Rances Barthelemy’s achievements prompted his older brother to resume his career. Yan Barthelemy, 32, had a busy fight schedule through his first years but has only two bouts in the past 22 months.
A junior featherweight, Barthelemy (12-3, 4 KOs) has not fought since losing a decision against Sahib Usarov last February.
Meanwhile, Barthelemy’s former teammates have fared better as professionals. Gamboa has won two world featherweight titles and his high-octane performances endear him to the TV networks. Solis landed an unsuccessful title opportunity against heavyweight champion Vitali Klitschko.
“I am going to continue fighting,” Barthelemy said. “I retired for a while because of personal situations but now my brother has inspired me.

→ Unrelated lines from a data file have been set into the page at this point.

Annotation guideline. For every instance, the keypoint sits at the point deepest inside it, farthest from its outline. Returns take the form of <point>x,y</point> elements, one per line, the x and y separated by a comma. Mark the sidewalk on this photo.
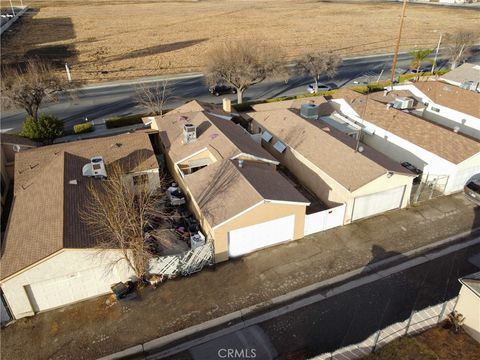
<point>90,330</point>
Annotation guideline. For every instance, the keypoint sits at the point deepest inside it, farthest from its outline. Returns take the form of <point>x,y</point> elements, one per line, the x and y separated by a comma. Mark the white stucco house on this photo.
<point>447,105</point>
<point>441,153</point>
<point>49,256</point>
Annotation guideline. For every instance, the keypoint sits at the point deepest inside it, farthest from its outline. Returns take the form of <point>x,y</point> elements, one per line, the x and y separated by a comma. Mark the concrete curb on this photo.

Before it was me inspiring him and now it is the other way around.”
Last Friday’s show at Magic City Casino was the first in the venue’s indoor room, Stage 305. Initial reports have been positive, according to Scott Savin, Magi City Casino’s chief operating officer.
“The paid attendance fell just 10-15 seats short of the 800-seat capacity we configured for the room,” Savin said. “We got the comments we were looking for in that there were no bad seats in the house.
“We did a lot of sales the night of the fight. We were a little bit nervous about the pre-fight sales but we understand that walk-up buying is very common in boxing.”
In addition to positive feedback from spectators, Savin said ESPN officials liked the room’s configurations and are receptive to returning for future shows. The network telecast the Barthelemy-Usmanee bout on ESPN2’s first Friday Night Fights telecast of the year.
“Everything we have received from TV has been supportive,” Savin said. “I understand there were people from HBO and Showtime in the audience and they also liked the setting.
“Overall, we had a little of everything – a great venue, competitive fights and some controversy with the scoring in the main event. It made for an eventful evening.”
Three-time world title challenger Steve Forbes will fight in the main event of Saturday night’s card at the BB&T Center in Sunrise. Forbes, who twice unsuccessfully challenged for junior-lightweight belts and once as a welterweight, will face Venezuela’s Johan Perez in a scheduled 10-round welterweight bout.
The Forbes-Perez bout headlines an announced-seven bout show. The card is the first of four scheduled to be presented by Golden Boy Promotions at BB&T Center.